According to radiocarbon dating, the Late Magdalenian in the Paris Basin coincided with the first half of the Tardiglacial, a climatic phase that marked the passage from the coldest period of the last glacial to the Holocene, the temperate epoch we know today.
A climatic turning point
This Tardiglacial phase saw significant climatic oscillations between cold periods and at least two milder periods, each lasting for several centuries.
The relative imprecision of dating at Étiolles means we cannot yet determine if the Magdalenians lived in a cold or more temperate climate. We are trying to find this out using geology, in particular by looking for changes in sediments which may have been caused by the growth of vegetation during temperate periods.
Besides what they tell us about the Magdalenian, these “palaeoclimatic” studies also allow us to understand the causes and consequences of climate variation today. Therefore, the alluvium at Étiolles is a precious sedimentary archive for the study of climate both past and future.

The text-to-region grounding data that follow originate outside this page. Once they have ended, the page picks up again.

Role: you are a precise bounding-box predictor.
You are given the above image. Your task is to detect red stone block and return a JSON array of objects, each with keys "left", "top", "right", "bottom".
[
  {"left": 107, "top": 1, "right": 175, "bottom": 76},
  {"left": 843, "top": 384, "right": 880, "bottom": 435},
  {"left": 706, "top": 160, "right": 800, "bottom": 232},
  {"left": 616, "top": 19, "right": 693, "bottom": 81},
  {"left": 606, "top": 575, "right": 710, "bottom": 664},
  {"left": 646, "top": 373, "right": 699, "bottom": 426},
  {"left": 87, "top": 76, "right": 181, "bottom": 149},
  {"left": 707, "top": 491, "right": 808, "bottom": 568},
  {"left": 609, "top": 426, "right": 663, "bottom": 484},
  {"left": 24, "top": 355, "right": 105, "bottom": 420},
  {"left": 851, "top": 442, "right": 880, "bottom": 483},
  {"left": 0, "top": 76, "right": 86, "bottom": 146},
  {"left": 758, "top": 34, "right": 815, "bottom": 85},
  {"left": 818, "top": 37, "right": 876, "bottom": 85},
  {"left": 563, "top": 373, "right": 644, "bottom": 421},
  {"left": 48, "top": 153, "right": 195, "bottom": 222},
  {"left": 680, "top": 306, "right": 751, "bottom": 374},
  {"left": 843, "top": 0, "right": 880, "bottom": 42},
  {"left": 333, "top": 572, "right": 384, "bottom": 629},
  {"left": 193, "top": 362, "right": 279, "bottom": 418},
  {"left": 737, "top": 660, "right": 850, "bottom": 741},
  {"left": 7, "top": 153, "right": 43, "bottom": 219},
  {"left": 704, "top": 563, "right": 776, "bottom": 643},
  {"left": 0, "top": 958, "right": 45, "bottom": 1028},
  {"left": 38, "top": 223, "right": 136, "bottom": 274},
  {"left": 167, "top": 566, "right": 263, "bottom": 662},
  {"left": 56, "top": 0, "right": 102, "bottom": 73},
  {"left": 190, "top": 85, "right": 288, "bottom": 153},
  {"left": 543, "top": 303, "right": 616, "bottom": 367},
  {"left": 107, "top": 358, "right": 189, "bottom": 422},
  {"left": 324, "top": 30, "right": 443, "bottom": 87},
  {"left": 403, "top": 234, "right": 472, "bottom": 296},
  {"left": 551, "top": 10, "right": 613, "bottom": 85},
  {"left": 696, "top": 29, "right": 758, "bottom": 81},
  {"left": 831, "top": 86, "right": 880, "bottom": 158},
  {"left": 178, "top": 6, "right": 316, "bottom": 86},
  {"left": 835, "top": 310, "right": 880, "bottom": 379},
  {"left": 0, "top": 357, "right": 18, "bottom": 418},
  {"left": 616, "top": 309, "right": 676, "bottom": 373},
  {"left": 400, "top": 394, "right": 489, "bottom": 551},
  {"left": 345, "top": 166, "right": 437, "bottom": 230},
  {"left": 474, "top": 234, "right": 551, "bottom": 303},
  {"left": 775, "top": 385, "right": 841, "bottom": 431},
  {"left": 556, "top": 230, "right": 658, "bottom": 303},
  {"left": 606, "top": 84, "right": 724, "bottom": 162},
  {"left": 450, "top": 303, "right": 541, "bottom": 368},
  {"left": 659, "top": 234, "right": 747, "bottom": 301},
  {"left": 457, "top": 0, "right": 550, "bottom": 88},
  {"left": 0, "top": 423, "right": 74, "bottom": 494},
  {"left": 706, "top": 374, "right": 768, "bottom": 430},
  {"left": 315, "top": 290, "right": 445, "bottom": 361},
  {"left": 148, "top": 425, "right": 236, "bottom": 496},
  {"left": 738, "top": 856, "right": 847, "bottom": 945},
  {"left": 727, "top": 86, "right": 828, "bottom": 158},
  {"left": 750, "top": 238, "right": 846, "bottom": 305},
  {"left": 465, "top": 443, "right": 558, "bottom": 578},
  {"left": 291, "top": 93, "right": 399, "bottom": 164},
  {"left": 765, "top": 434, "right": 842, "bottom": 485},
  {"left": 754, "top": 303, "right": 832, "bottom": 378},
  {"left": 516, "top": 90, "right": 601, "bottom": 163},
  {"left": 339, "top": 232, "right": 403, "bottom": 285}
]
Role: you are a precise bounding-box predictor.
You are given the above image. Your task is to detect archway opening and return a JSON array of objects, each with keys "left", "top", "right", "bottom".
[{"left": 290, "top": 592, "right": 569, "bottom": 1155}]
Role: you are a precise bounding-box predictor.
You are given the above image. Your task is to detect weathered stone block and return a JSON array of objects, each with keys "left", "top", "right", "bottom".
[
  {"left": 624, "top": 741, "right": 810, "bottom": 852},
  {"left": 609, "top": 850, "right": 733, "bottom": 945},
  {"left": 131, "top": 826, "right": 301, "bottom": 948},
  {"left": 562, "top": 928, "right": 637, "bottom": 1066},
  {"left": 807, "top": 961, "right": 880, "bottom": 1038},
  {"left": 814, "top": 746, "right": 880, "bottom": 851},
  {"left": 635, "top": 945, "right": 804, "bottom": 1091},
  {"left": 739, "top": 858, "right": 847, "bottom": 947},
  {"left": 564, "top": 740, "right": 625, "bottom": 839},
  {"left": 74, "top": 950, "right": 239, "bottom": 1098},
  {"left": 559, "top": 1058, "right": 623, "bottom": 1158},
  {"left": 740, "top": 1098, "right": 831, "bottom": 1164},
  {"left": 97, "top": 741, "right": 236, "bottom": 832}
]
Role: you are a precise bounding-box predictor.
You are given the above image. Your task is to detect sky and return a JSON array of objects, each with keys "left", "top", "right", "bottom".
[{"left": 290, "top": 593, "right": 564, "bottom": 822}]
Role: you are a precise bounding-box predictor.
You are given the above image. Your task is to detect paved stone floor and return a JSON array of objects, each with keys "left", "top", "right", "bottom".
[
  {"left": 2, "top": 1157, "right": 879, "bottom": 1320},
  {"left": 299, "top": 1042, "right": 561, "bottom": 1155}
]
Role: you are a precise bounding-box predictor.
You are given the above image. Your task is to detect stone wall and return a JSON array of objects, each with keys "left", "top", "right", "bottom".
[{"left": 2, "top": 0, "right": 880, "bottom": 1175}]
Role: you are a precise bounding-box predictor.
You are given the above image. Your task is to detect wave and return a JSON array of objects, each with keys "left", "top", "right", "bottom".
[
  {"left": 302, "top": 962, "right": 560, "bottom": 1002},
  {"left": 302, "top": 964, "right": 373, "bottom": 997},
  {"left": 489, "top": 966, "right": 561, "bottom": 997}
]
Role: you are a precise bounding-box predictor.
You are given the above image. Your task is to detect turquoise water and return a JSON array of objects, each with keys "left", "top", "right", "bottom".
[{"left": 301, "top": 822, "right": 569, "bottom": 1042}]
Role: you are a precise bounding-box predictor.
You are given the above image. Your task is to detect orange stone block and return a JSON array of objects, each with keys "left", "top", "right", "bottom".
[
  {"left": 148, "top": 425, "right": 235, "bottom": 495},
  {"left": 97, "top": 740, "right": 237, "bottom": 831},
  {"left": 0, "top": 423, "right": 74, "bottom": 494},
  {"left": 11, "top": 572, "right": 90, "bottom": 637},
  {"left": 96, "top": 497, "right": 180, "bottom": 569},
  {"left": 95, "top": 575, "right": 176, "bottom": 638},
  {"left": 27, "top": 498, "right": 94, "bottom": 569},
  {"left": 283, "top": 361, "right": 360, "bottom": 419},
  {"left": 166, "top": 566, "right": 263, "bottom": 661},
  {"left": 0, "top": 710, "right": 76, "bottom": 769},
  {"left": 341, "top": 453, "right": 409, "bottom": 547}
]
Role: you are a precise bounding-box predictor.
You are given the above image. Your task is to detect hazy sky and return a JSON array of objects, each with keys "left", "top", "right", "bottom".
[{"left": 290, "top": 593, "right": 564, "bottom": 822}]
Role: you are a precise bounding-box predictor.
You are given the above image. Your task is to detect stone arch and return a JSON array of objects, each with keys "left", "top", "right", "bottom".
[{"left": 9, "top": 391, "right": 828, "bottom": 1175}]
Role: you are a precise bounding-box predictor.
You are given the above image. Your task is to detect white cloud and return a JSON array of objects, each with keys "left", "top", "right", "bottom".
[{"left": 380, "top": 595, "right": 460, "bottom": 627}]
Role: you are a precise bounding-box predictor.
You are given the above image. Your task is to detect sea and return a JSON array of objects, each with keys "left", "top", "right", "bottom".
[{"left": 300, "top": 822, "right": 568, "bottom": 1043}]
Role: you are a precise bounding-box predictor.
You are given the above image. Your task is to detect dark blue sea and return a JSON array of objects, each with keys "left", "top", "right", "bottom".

An environment controlled by climate
Unlike environments in Europe today, the environment at Étiolles was exclusively affected by variations in climate and not by the impact of humans on their surroundings, which was minimal until the arrival of agriculture.
The mildest periods of the Tardiglacial, with temperatures close to modern temperatures, saw the growth of shrubs and trees (juniper shrub-steppe and small forests of birch and pine). Cold periods, when temperatures in the Paris Basin came close to those in Siberia today, were accompanied by steppes, primarily consisting of plants like artemisias.